Rapport Balladur : Paris perdu

Publié le par Grand Paris

PRESSE
LIBERATION 06/03/2009 

Analyse

SIBYLLE VINCENDON

Face à la fronde des élus locaux, Nicolas Sarkozy ajourne le projet de Grand Paris.

Douche écossaise sur le Grand Paris. Le rapport Balladur, rendu public la semaine dernière prévoyait la création par la loi d’une collectivité spécifique fusionnant à la hussarde les quatre départements centraux. Mais, en recevant hier les membres du comité venus lui présenter leur rapport sur la réforme territoriale (lire ci-contre), Nicolas Sarkozy a temporisé. Pas de mesures autoritaires : «Il faut nous donner un peu plus de temps» , a expliqué le Président, évoquant une «concertation spécifique». «Un enterrement de première classe» , a résumé Elisabeth Guigou, secrétaire nationale du PS à la réforme de l’Etat.

Un bol d’air frais en tout cas pour nombre d’élus de la région parisienne. La perspective d’une organisation décidée d’en haut sans tenir compte de l’avis des collectivités locales a fait hurler les élus qui se sont engagés depuis plusieurs années dans la démarche de Paris Métropole. Aujourd’hui syndicat mixte d’études, ce regroupement était au départ un club informel monté à l’initiative de Pierre Mansat, adjoint (PCF) au maire de Paris chargé des relations avec les collectivités territoriales, en compagnie de quelques pionniers, dont certains de droite.

«Matrice». De l’attitude de Nicolas Sarkozy hier, Pierre Mansat dit qu’elle est l’application «du principe de réalité» : «Il n’y a pas de réforme possible sans les acteurs des collectivités locales.» Ceux-ci ne sont regroupés pour l’instant que «dans la matrice qu’est Paris Métropole». Ebauche d’une future collectivité du Grand Paris qui naissait dans la lenteur et la prudence, le syndicat mixte d’études semblait, la semaine dernière, sérieusement menacé par une éventuelle création du conseil du Grand Paris modèle Balladur. Philippe Laurent, maire (divers droite) de Sceaux (Hauts-de-Seine) et membre fondateur de Paris Métropole, l’exprime autrement : «Si des lois nationales, votées par des parlementaires de province qui n’en ont rien à faire de Paris, organisent nos affaires, on est mal.»

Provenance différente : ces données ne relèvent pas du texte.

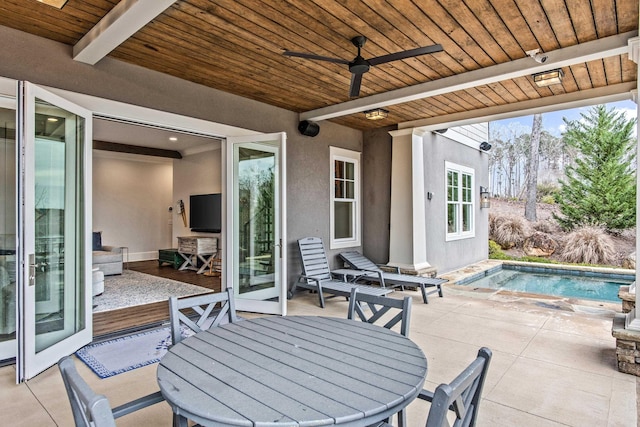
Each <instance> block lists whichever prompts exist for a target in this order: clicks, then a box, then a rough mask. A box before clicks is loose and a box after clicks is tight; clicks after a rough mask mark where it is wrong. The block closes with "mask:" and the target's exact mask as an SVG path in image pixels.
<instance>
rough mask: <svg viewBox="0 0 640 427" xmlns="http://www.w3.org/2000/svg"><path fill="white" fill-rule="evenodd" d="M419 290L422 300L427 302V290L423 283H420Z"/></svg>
mask: <svg viewBox="0 0 640 427" xmlns="http://www.w3.org/2000/svg"><path fill="white" fill-rule="evenodd" d="M420 292H422V301H424V303H425V304H429V301H428V300H427V290H426V289H425V286H424V283H420Z"/></svg>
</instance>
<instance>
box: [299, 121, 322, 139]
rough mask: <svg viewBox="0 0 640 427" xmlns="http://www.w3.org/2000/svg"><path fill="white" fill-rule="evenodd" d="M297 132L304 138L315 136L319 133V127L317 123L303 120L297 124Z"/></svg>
mask: <svg viewBox="0 0 640 427" xmlns="http://www.w3.org/2000/svg"><path fill="white" fill-rule="evenodd" d="M298 130H299V131H300V133H301V134H303V135H305V136H311V137H313V136H316V135H317V134H318V133H319V132H320V126H319V125H318V124H317V123H313V122H310V121H308V120H303V121H301V122H300V123H299V124H298Z"/></svg>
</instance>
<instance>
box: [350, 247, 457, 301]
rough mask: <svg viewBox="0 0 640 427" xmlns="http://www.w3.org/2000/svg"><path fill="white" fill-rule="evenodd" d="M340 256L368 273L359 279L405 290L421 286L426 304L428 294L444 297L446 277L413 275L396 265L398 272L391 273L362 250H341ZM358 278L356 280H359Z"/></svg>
mask: <svg viewBox="0 0 640 427" xmlns="http://www.w3.org/2000/svg"><path fill="white" fill-rule="evenodd" d="M339 255H340V258H342V259H343V260H344V262H346V263H347V264H348V265H349V267H350V268H353V269H354V270H363V271H367V272H368V273H367V274H365V275H363V276H360V277H358V278H357V280H369V281H372V282H378V283H380V286H382V287H386V286H389V287H395V286H400V287H401V289H402V290H404V287H405V286H408V287H419V288H420V291H421V292H422V300H423V301H424V303H425V304H428V303H429V301H428V299H427V296H428V295H431V294H435V293H438V295H439V296H440V297H442V286H441V285H442V284H443V283H445V282H447V280H446V279H438V278H434V277H422V276H413V275H411V274H401V273H400V269H399V268H397V267H396V272H395V273H391V272H388V271H384V270H382V269H381V268H380V266H378V265H377V264H375V263H374V262H373V261H371V260H370V259H369V258H367V257H365V256H364V255H362V254H361V253H360V252H356V251H348V252H341V253H340V254H339ZM357 280H356V281H357ZM427 288H434V289H433V290H431V291H427Z"/></svg>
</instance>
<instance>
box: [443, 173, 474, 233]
mask: <svg viewBox="0 0 640 427" xmlns="http://www.w3.org/2000/svg"><path fill="white" fill-rule="evenodd" d="M445 169H446V173H447V180H446V185H447V240H456V239H464V238H468V237H474V236H475V218H474V212H475V201H474V191H473V189H474V188H475V184H474V181H475V179H474V170H473V169H471V168H468V167H465V166H460V165H457V164H455V163H449V162H445Z"/></svg>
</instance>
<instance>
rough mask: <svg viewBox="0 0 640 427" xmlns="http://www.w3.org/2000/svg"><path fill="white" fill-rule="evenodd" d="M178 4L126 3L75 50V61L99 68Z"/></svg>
mask: <svg viewBox="0 0 640 427" xmlns="http://www.w3.org/2000/svg"><path fill="white" fill-rule="evenodd" d="M175 2H176V0H122V1H121V2H120V3H118V4H117V5H116V6H115V7H114V8H113V9H111V11H109V13H107V14H106V15H105V16H104V17H103V18H102V19H101V20H100V22H98V23H97V24H96V25H95V26H94V27H93V28H92V29H91V30H89V32H88V33H87V34H85V35H84V37H82V38H81V39H80V40H79V41H78V43H76V44H75V46H73V59H75V60H76V61H79V62H84V63H86V64H90V65H95V64H96V63H97V62H98V61H100V60H101V59H102V58H104V57H105V56H107V55H108V54H109V53H110V52H111V51H112V50H113V49H115V48H116V47H118V46H120V44H121V43H122V42H124V41H125V40H127V39H128V38H129V37H131V36H132V35H133V34H135V33H136V32H137V31H138V30H140V29H141V28H142V27H144V26H145V25H147V24H148V23H149V22H151V20H153V19H154V18H155V17H156V16H158V15H160V14H161V13H162V12H164V11H165V10H166V9H167V8H168V7H169V6H171V5H172V4H173V3H175Z"/></svg>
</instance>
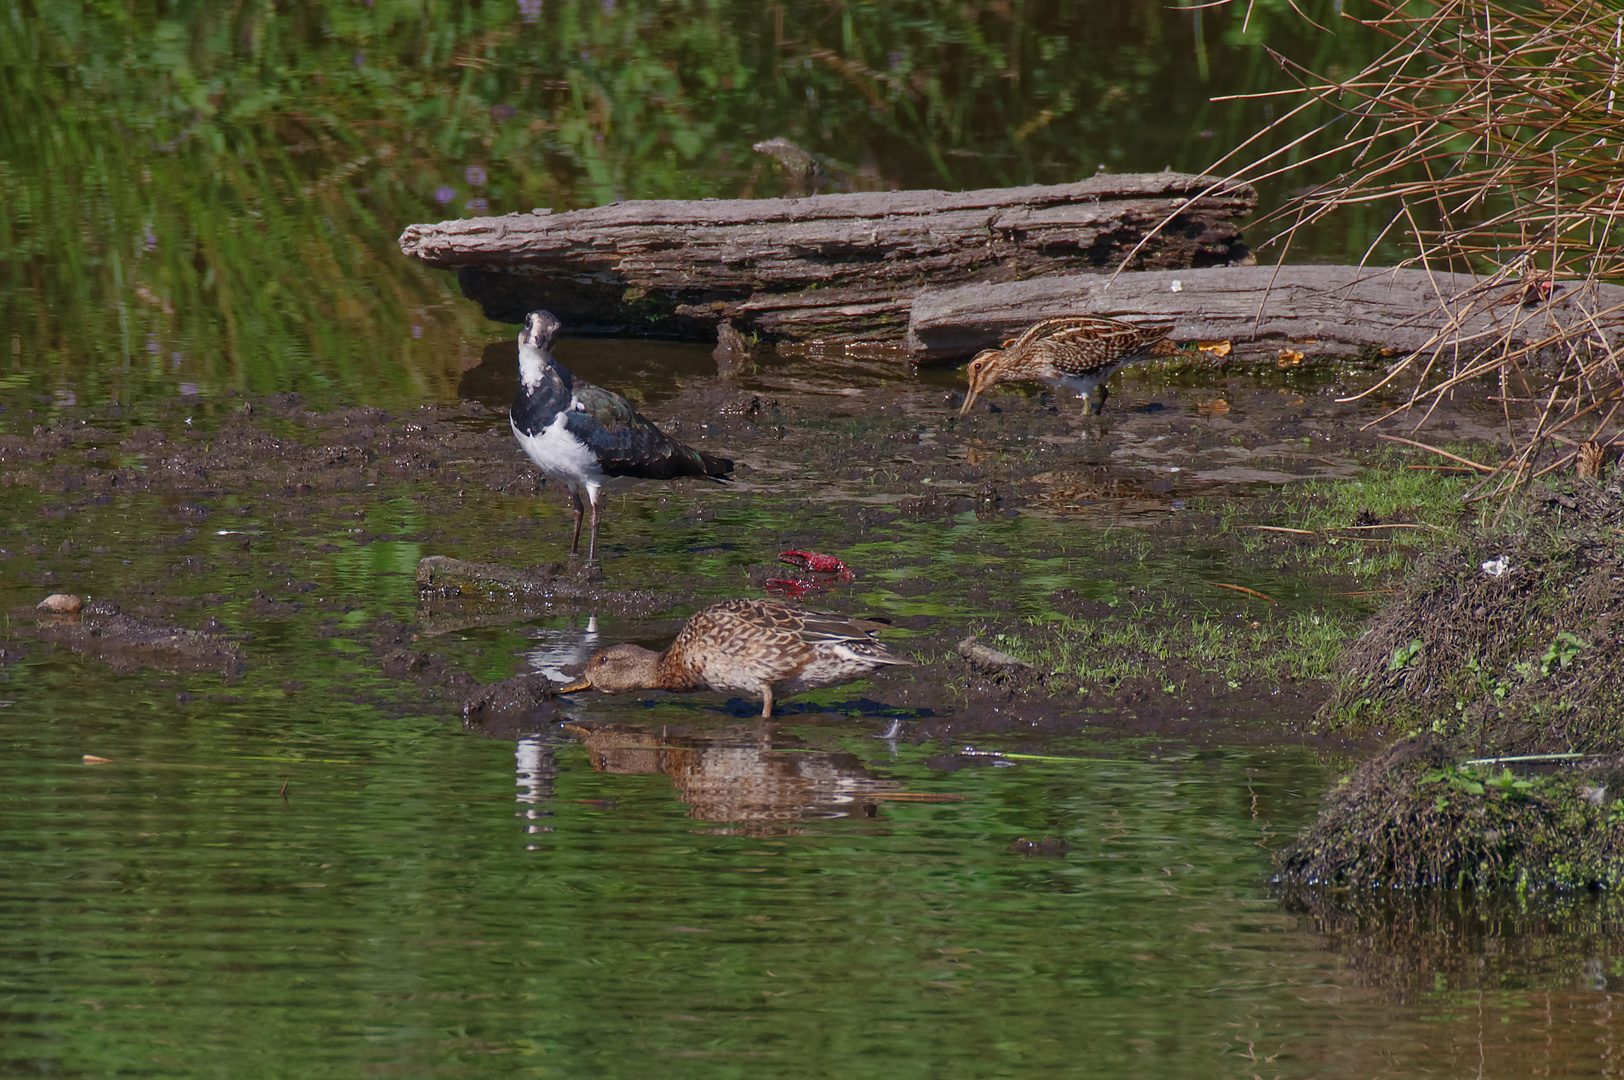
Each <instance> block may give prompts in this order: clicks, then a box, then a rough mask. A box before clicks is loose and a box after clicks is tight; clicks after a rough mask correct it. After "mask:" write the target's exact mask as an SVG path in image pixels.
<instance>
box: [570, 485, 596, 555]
mask: <svg viewBox="0 0 1624 1080" xmlns="http://www.w3.org/2000/svg"><path fill="white" fill-rule="evenodd" d="M570 502H573V503H575V533H573V534H572V536H570V554H572V555H578V554H581V518H583V516H585V515H586V508H585V507H583V505H581V495H580V494H578V492H577V490H575V489H573V487H572V489H570ZM596 539H598V507H593V541H596ZM586 560H588V562H591V555H588V557H586Z"/></svg>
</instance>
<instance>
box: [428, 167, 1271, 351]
mask: <svg viewBox="0 0 1624 1080" xmlns="http://www.w3.org/2000/svg"><path fill="white" fill-rule="evenodd" d="M1216 184H1218V180H1215V179H1213V177H1197V175H1187V174H1176V172H1155V174H1125V175H1099V177H1091V179H1088V180H1082V182H1077V184H1060V185H1052V187H1044V185H1031V187H1015V188H987V190H979V192H854V193H843V195H814V197H810V198H760V200H687V201H677V200H669V201H667V200H661V201H625V203H614V205H609V206H594V208H590V210H573V211H568V213H559V214H554V213H551V211H546V210H538V211H533V213H528V214H507V216H503V218H469V219H463V221H442V222H438V224H414V226H408V227H406V231H404V232H403V234H401V237H400V244H401V250H403V252H404V253H408V255H411V257H414V258H419V260H422V261H424V263H427V265H430V266H438V268H445V270H455V271H456V274H458V281H460V284H461V287H463V294H464V296H466V297H469V299H473V300H477V302H479V304H481V305H482V307H484V312H486V315H487V317H490V318H495V320H499V322H520V320H521V318H523V315H525V312H528V310H533V309H538V307H546V309H549V310H551V312H554V313H555V315H557V317H559V318H562V320H564V323H565V326H568V328H570V330H577V331H580V330H586V331H596V333H658V335H669V336H677V338H692V339H702V341H713V339H715V338H716V331H718V326H719V325H723V323H731V325H734V326H736V328H737V330H741V331H744V333H755V335H760V336H762V338H767V339H791V341H831V343H840V341H896V339H900V338H901V336H903V333H905V331H906V328H908V313H909V307H911V304H913V297H914V294H916V292H919V289H921V287H924V286H929V284H937V286H939V284H944V283H965V281H973V279H997V281H1005V279H1013V278H1031V276H1038V274H1057V273H1075V271H1083V270H1101V271H1103V270H1114V268H1116V266H1117V265H1121V263H1122V260H1124V258H1125V257H1127V255H1129V252H1132V250H1134V247H1135V244H1138V242H1140V240H1142V239H1143V237H1145V234H1147V232H1148V231H1151V229H1153V227H1156V226H1158V224H1163V222H1164V221H1166V224H1164V226H1163V227H1161V229H1160V232H1158V234H1156V235H1155V237H1151V239H1150V240H1148V242H1147V244H1145V245H1143V247H1142V248H1140V250H1138V253H1137V255H1135V257H1134V260H1132V265H1130V268H1134V270H1143V268H1148V270H1158V268H1189V266H1213V265H1224V263H1229V261H1237V260H1241V258H1244V257H1246V248H1244V247H1242V245H1241V231H1239V227H1237V224H1236V222H1237V219H1241V218H1242V216H1246V214H1247V213H1250V211H1252V210H1254V208H1255V205H1257V195H1255V193H1254V192H1252V188H1250V187H1237V188H1228V190H1215V192H1213V193H1203V192H1205V190H1207V188H1208V187H1213V185H1216ZM1169 218H1171V221H1168V219H1169Z"/></svg>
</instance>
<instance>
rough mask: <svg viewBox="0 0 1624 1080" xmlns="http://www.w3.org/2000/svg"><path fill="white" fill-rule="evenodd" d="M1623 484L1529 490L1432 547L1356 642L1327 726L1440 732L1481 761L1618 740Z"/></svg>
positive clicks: (1622, 590) (1331, 703)
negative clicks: (1429, 551) (1493, 524)
mask: <svg viewBox="0 0 1624 1080" xmlns="http://www.w3.org/2000/svg"><path fill="white" fill-rule="evenodd" d="M1621 546H1624V492H1621V489H1619V486H1618V484H1613V486H1609V487H1601V486H1598V484H1577V486H1574V487H1570V489H1567V490H1554V489H1546V490H1541V492H1536V494H1535V495H1530V499H1528V502H1527V503H1525V505H1523V507H1522V510H1520V515H1518V520H1517V523H1515V525H1514V526H1512V528H1505V529H1499V531H1492V533H1481V534H1476V536H1471V538H1468V539H1465V541H1458V542H1453V544H1449V546H1447V547H1445V549H1442V551H1439V552H1436V554H1432V555H1429V557H1426V559H1424V560H1423V562H1421V565H1419V567H1418V568H1416V572H1415V573H1411V575H1410V580H1408V581H1405V585H1403V586H1402V588H1400V596H1398V599H1397V601H1393V603H1392V604H1389V606H1387V607H1385V609H1382V611H1380V612H1379V614H1377V616H1376V617H1372V619H1371V625H1369V627H1367V629H1366V632H1364V633H1363V635H1361V637H1359V640H1358V642H1354V645H1353V646H1351V648H1350V650H1348V654H1346V658H1345V663H1346V677H1345V679H1343V682H1341V685H1340V687H1338V690H1337V693H1335V695H1333V698H1332V700H1330V702H1328V703H1327V705H1325V706H1324V708H1322V710H1320V715H1319V723H1320V724H1322V726H1324V728H1338V729H1348V728H1351V729H1359V731H1372V732H1390V734H1406V732H1415V731H1432V732H1439V734H1445V736H1449V737H1452V739H1457V741H1462V742H1463V747H1465V749H1468V750H1471V754H1473V755H1476V757H1488V755H1505V754H1546V752H1556V750H1582V752H1588V750H1595V752H1601V754H1611V752H1616V750H1624V557H1621Z"/></svg>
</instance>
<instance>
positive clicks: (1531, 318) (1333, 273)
mask: <svg viewBox="0 0 1624 1080" xmlns="http://www.w3.org/2000/svg"><path fill="white" fill-rule="evenodd" d="M1554 300H1556V302H1553V304H1549V305H1540V304H1531V305H1528V307H1525V305H1523V291H1522V286H1520V284H1517V283H1515V281H1514V283H1507V284H1497V286H1489V287H1483V279H1481V278H1475V276H1471V274H1439V273H1427V271H1424V270H1392V268H1379V266H1213V268H1208V270H1184V271H1151V273H1124V274H1119V276H1117V278H1116V279H1114V281H1112V279H1109V278H1108V276H1103V274H1056V276H1049V278H1036V279H1031V281H1009V283H1002V284H968V286H960V287H953V289H927V291H926V292H922V294H921V296H919V297H916V299H914V304H913V313H911V318H909V325H908V349H909V352H913V354H914V357H918V359H921V361H948V359H958V357H965V356H971V354H974V352H976V351H979V349H986V348H992V346H997V344H999V343H1000V341H1002V339H1005V338H1009V336H1012V335H1013V333H1017V331H1020V330H1021V328H1025V326H1030V325H1031V323H1034V322H1038V320H1039V318H1052V317H1056V315H1112V317H1129V318H1135V320H1137V318H1143V320H1145V322H1173V323H1176V328H1174V331H1173V335H1174V338H1176V339H1184V341H1189V339H1212V341H1233V343H1234V344H1236V348H1237V349H1244V348H1247V346H1250V348H1270V349H1273V348H1278V346H1283V344H1294V348H1299V349H1306V351H1312V352H1358V351H1361V349H1400V351H1405V352H1410V351H1415V349H1426V348H1431V346H1434V344H1436V343H1437V341H1439V339H1445V341H1449V343H1450V346H1452V348H1455V346H1458V348H1462V349H1465V351H1478V349H1483V348H1488V346H1491V344H1497V343H1499V341H1501V339H1504V338H1507V336H1509V338H1510V339H1512V341H1517V343H1530V341H1541V339H1544V338H1546V336H1549V335H1553V333H1554V331H1556V330H1557V328H1561V326H1570V325H1575V323H1577V325H1588V323H1590V318H1592V317H1598V322H1600V323H1601V325H1603V326H1606V325H1609V323H1611V326H1613V333H1614V336H1616V333H1618V330H1619V322H1621V312H1624V289H1621V287H1618V286H1606V284H1590V286H1587V284H1583V283H1577V281H1574V283H1559V287H1557V292H1556V297H1554ZM1445 312H1450V315H1445Z"/></svg>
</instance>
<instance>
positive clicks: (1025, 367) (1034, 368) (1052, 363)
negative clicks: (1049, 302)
mask: <svg viewBox="0 0 1624 1080" xmlns="http://www.w3.org/2000/svg"><path fill="white" fill-rule="evenodd" d="M1169 333H1173V326H1142V325H1138V323H1124V322H1122V320H1119V318H1106V317H1104V315H1067V317H1064V318H1046V320H1043V322H1041V323H1033V325H1031V326H1028V328H1026V330H1025V331H1023V333H1021V336H1018V338H1015V341H1010V343H1009V344H1005V346H1002V348H999V349H984V351H981V352H978V354H976V359H973V361H971V362H970V367H968V369H965V370H966V374H968V375H970V393H966V395H965V404H963V406H961V408H960V409H958V414H960V416H965V414H966V413H970V406H971V404H974V403H976V396H978V395H979V393H983V391H984V390H987V388H989V387H992V385H996V383H1007V382H1034V380H1043V382H1051V383H1059V385H1062V387H1067V388H1070V390H1075V391H1077V395H1078V396H1082V398H1085V400H1086V401H1088V413H1091V414H1098V413H1099V411H1101V409H1103V408H1104V406H1106V387H1104V382H1106V380H1108V378H1111V375H1114V374H1116V370H1117V369H1119V367H1122V365H1124V364H1130V362H1134V361H1142V359H1147V357H1151V356H1173V354H1176V352H1177V351H1179V349H1177V346H1174V344H1173V343H1171V341H1168V335H1169Z"/></svg>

Les représentants de l’UMP des Hauts-de-Seine, dont le président du conseil général Patrick Devedjian, semblent raisonner de la même façon. Alors que 74 collectivités ont déjà adhéré à Paris Métropole, ils refusaient jusqu’à présent de le faire. Et voilà qu’hier matin, ils rejoignaient eux aussi le syndicat d’études. Ont-ils senti qu’il valait mieux être en formation groupée quand souffle le vent du boulet ?

Hara-kiri. François Kosciusko-Morizet, vice-président (UMP) du conseil général des Hauts-de-Seine, s’en défend : «Le processus d’adhésion, nous l’avions souhaité dès novembre.» Il leur fallait une modification des statuts permettant de sortir facilement en cas de litige. N’empêche, dans le Grand Paris de Balladur, les Hauts-de-Seine (le département de Nicolas Sarkozy) étaient priés de se faire hara-kiri. Face à ce genre d’injonction, l’union peut être «utile», concède Kosciusko-Morizet, qui ne pense pas que du bien du chapitre Grand Paris du rapport : «Vouloir mettre au panier les communautés d’agglomération en région parisienne, ce serait complètement bête».

Dans ce concert d’élus soulagés, seul le sénateur (UMP) de Seine-Saint-Denis Philippe Dallier, émet un autre son de cloche. Il milite pour la fusion des départements qu’il a expliquée en avril 2008 dans un rapport qui avait fait du bruit. Le comité Balladur avait repris ses propositions en grande partie. Dallier «reste persuadé de la volonté du président de la République sur le Grand Paris». «Il y aura des lois cadre pour la province, poursuit-il. Et il en viendra une en temps et en heure pour le Grand Paris.»